Menu

#290 Inhibit some type conversions

open-later
5
2003-06-24
2003-06-11
No

Hi,

I found that regexp changes the object type to string
type. I see this behavior in Tcl8.3.5 but not in Tcl8.1.

The stack trace when it calls the registered function to
free the old internal representation looks as follows:

#1 0x9d2a4 in SetStringFromAny (interp=0x0,
objPtr=0x11ebf8) at ./../generic/tclStringObj.c:1505
#2 0x9bc3c in Tcl_GetCharLength (objPtr=0x11ebf8)
at ./../generic/tclStringObj.c:329
#3 0x2fab4 in Tcl_RegexpObjCmd (dummy=0x0,
interp=0xfdd68, objc=2, objv=0xffdac)
at ./../generic/tclCmdMZ.c:227

The question is why Tcl_GetCharLength requires
changing the internal representation to string object. It
should simply call Tcl_GetStringFromObj and does a
strlen on the return C-string.

Looking at the code tclCmdMZ.c, it has the following
comment...

Get the length of the string that we are matching
before getting the regexp to avoid shimmering problems.

-- Yohan

Discussion

  • Jeffrey Hobbs

    Jeffrey Hobbs - 2003-06-11
    • status: open --> pending
     
  • Jeffrey Hobbs

    Jeffrey Hobbs - 2003-06-11
    • status: pending --> pending-invalid
     
  • Jeffrey Hobbs

    Jeffrey Hobbs - 2003-06-11

    Logged In: YES
    user_id=72656

    Er ... so? Why is this a bug report? In any case, the RE
    works with Unicode string objects, not utf-8 string objects.
    The code comments are accurate.

     
  • Yohan Sutjandra

    Yohan Sutjandra - 2003-06-11
    • status: pending-invalid --> open-invalid
     
  • Yohan Sutjandra

    Yohan Sutjandra - 2003-06-11

    Logged In: YES
    user_id=799156

    At the very least, it should check whether the Tcl_Obj is
    shared or not, and create a utf-8 string object on a new
    Tcl_obj. Don't you think?

    Just curious, what is shimmering problem?
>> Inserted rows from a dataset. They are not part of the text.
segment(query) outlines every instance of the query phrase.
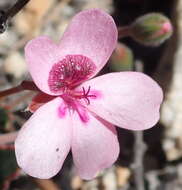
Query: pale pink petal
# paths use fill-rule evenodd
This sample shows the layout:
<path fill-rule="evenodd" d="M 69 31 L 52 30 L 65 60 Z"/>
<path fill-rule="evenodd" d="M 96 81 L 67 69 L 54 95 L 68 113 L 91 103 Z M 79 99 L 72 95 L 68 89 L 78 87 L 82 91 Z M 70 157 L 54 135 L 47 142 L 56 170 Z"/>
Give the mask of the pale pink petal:
<path fill-rule="evenodd" d="M 139 72 L 118 72 L 96 77 L 81 85 L 91 87 L 88 109 L 105 120 L 131 130 L 143 130 L 159 120 L 163 93 L 150 77 Z"/>
<path fill-rule="evenodd" d="M 38 108 L 40 108 L 50 100 L 53 100 L 54 98 L 55 96 L 50 96 L 48 94 L 39 92 L 37 95 L 33 97 L 32 101 L 28 105 L 28 110 L 34 113 Z"/>
<path fill-rule="evenodd" d="M 96 64 L 95 75 L 107 62 L 117 44 L 114 20 L 99 9 L 78 13 L 66 29 L 60 49 L 63 54 L 79 54 Z"/>
<path fill-rule="evenodd" d="M 103 119 L 88 113 L 89 120 L 83 122 L 77 114 L 73 116 L 72 153 L 78 175 L 92 179 L 97 172 L 110 167 L 119 154 L 115 127 Z"/>
<path fill-rule="evenodd" d="M 70 150 L 71 124 L 68 115 L 60 118 L 56 98 L 40 107 L 24 124 L 15 141 L 18 165 L 37 178 L 56 175 Z"/>
<path fill-rule="evenodd" d="M 46 36 L 31 40 L 25 47 L 28 70 L 37 87 L 47 94 L 54 95 L 48 85 L 49 72 L 60 60 L 60 49 Z"/>

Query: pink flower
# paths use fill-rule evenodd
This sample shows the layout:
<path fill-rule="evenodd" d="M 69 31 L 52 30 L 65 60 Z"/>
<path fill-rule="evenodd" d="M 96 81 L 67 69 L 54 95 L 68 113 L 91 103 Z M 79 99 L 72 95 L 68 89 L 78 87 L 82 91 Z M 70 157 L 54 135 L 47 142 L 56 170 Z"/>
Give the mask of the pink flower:
<path fill-rule="evenodd" d="M 73 18 L 60 43 L 42 36 L 27 44 L 30 74 L 51 96 L 42 100 L 47 103 L 24 124 L 15 142 L 17 162 L 26 173 L 56 175 L 71 149 L 79 176 L 91 179 L 118 157 L 114 125 L 143 130 L 156 124 L 163 95 L 150 77 L 118 72 L 91 79 L 116 43 L 112 17 L 92 9 Z"/>

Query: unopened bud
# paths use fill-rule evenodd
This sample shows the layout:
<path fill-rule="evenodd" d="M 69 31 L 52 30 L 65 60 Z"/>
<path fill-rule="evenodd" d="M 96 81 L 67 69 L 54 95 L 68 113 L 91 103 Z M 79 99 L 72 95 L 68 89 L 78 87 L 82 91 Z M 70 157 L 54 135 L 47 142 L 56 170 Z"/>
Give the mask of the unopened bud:
<path fill-rule="evenodd" d="M 124 44 L 118 43 L 111 56 L 110 68 L 112 71 L 133 70 L 133 53 Z"/>
<path fill-rule="evenodd" d="M 149 13 L 139 17 L 130 29 L 133 39 L 147 46 L 160 45 L 173 32 L 170 20 L 160 13 Z"/>

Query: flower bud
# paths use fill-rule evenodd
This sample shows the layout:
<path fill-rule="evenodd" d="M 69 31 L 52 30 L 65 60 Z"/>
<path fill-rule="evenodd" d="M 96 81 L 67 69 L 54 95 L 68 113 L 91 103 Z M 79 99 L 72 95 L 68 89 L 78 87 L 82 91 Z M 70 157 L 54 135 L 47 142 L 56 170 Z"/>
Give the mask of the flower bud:
<path fill-rule="evenodd" d="M 110 69 L 117 72 L 133 70 L 133 53 L 126 45 L 117 44 L 111 56 Z"/>
<path fill-rule="evenodd" d="M 131 25 L 134 40 L 147 46 L 158 46 L 173 32 L 170 20 L 160 13 L 149 13 L 139 17 Z"/>

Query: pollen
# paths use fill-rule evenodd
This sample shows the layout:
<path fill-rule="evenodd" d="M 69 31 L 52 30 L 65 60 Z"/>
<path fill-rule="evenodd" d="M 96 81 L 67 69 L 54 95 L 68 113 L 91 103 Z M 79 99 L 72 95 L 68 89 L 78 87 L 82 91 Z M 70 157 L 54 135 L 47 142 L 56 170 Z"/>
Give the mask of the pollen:
<path fill-rule="evenodd" d="M 95 64 L 88 57 L 67 55 L 53 65 L 49 73 L 49 88 L 54 93 L 73 89 L 93 75 L 95 70 Z"/>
Where can I get
    reference to understand shimmering problem...?

     
  • Donal K. Fellows

    • labels: 104249 --> 105659
    • assigned_to: nobody --> dkf
    • status: open-invalid --> pending-invalid
     
  • Donal K. Fellows

    Logged In: YES
    user_id=79902

    At the moment, I'm tempted to say that the modification in
    behaviour in a place which is not generally exposed visibly
    at the script level is a consequence of a bug getting fixed.
    Please describe why you believe this to be a problem.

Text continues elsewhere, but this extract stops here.